Can it go there and win also? It’s a question that Autosport put to Porsche’s motorsport chief Thomas Laudenbach ahead of its Daytona success.

“Difficult question… I hope so,” he replied. “I think we’ve learned a lot and shown a good curve of our development. We have been the strongest LMDh, even though it has been very close, and so let’s look and see how the situation is.

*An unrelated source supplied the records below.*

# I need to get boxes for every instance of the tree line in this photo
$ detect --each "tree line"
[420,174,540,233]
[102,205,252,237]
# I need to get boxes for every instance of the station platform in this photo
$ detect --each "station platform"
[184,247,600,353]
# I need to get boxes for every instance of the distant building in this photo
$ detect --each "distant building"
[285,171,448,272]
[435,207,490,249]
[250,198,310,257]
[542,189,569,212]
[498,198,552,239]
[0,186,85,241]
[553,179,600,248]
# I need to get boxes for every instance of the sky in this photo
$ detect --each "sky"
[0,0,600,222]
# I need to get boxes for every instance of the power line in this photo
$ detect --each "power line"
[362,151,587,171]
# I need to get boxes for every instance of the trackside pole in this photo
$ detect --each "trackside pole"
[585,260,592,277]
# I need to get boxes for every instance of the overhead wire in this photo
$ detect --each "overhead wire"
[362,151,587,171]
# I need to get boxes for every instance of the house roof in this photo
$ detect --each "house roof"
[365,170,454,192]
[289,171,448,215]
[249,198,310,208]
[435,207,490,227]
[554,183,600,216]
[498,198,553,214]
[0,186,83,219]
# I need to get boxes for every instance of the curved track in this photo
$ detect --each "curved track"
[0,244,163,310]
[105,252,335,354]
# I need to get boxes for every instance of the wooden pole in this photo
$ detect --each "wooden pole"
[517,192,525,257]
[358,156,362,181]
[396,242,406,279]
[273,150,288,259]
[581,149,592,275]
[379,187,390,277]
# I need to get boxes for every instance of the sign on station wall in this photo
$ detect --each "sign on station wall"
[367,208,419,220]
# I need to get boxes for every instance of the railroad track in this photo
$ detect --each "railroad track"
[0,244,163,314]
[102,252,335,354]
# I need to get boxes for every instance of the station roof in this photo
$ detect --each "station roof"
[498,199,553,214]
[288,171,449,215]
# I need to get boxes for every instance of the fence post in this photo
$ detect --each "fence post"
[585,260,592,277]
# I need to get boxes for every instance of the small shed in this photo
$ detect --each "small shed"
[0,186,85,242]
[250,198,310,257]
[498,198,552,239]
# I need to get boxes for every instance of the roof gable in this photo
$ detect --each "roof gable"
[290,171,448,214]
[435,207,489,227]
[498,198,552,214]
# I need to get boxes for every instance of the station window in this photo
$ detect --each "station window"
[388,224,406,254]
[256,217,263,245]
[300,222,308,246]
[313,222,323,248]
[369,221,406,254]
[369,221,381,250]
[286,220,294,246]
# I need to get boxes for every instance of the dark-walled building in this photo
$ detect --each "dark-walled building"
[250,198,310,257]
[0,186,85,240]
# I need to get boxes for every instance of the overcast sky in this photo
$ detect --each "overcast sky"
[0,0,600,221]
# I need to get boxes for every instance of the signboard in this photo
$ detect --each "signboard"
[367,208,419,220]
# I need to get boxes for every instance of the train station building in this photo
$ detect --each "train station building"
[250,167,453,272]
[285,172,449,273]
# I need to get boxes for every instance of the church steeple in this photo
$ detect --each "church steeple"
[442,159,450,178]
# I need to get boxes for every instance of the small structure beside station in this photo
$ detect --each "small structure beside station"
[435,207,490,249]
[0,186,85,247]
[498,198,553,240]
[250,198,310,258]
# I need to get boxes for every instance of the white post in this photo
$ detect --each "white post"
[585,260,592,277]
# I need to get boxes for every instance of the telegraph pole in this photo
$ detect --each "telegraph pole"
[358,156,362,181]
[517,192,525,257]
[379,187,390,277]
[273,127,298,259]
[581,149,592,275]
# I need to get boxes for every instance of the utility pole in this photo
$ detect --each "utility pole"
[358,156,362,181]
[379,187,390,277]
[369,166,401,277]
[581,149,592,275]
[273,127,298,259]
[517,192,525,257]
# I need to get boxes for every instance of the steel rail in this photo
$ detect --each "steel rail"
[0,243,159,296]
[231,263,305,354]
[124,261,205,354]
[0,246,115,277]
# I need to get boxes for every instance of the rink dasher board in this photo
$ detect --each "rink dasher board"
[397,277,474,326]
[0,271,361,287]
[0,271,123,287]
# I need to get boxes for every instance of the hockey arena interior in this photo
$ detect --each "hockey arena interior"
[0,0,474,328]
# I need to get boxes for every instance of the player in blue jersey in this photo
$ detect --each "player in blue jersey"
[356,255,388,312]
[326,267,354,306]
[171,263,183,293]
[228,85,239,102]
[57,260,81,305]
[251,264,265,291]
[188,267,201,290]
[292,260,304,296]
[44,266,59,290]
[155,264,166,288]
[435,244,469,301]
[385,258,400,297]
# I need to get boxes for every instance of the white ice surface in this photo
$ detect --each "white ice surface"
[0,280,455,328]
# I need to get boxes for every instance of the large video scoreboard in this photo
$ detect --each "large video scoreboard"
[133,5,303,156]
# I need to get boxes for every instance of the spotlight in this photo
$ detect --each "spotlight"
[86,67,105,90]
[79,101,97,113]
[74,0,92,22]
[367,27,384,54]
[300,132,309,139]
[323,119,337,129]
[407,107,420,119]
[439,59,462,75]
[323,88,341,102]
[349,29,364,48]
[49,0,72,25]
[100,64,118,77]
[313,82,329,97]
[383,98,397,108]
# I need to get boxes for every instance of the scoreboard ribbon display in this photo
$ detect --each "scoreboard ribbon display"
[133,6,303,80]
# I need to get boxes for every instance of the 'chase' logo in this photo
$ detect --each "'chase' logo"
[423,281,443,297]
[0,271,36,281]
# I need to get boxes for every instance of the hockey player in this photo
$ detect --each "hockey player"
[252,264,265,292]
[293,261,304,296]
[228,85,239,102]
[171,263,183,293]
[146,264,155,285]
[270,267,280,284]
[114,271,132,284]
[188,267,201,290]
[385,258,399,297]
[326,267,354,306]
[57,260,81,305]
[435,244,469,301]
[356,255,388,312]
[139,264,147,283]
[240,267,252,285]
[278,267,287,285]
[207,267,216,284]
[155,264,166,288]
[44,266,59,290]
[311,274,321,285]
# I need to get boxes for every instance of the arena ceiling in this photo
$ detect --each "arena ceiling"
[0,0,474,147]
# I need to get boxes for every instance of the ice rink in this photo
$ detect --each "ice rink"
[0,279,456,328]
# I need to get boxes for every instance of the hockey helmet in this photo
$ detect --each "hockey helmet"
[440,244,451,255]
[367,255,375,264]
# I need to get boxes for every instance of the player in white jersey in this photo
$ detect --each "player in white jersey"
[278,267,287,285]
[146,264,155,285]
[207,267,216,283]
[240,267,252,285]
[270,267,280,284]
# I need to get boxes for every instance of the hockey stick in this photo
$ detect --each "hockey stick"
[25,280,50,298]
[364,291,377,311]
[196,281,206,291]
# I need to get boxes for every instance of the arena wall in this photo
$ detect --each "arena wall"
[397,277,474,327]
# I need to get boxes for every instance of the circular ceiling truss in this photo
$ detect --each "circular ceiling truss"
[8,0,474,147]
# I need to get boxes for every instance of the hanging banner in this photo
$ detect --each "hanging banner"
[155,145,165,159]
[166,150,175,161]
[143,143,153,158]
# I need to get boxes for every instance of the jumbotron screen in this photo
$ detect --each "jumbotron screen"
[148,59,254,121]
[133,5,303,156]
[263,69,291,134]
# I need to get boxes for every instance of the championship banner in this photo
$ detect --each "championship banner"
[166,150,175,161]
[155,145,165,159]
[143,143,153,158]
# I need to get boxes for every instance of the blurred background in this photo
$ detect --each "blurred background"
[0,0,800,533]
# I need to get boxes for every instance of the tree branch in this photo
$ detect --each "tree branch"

#7 Team Penske Motorsport Porsche 963: Dane Cameron, Felipe Nasr, Matt Campbell, Josef Newgarden

Photo by: Porsche Motorsport

#7 Team Penske Motorsport Porsche 963: Dane Cameron, Felipe Nasr, Matt Campbell, Josef Newgarden

“The only thing we can really do is try to make a perfect job, get the maximum out of our car. Look at how many manufacturers we’ll have in WEC. I cannot remember having such a great line up and therefore I just hope that everyone who produces such a great effort is in a position to fight.

“There is no bigger or more iconic race than Le Mans. That’s what we want. I mean, we’ve had times where we only had one competitor, it was still a Le Mans victory, but it’s much sweeter if you win against such strong competition. That’s what we’re looking for. These are great times.”

Organisers have promised a ‘simplified’ Balance of Performance between the two types of car. Laudenbach treads carefully when it comes to discussing BoP, but added: “The highest priority, of course, must remain to give everybody a fair chance to fight for a victory. 

“We fully appreciate everything that the FIA and ACO does; everybody tries to get it right. We know it’s not easy. We’ve been through one season, everyone has learned a lot, which is good, and now let’s see what evolves out of that.

“It’s so very easy to criticise, it’s a lot more difficult to get it right.”

One thing is for sure: Porsche is going to Le Mans with sure-fire intentions of winning it.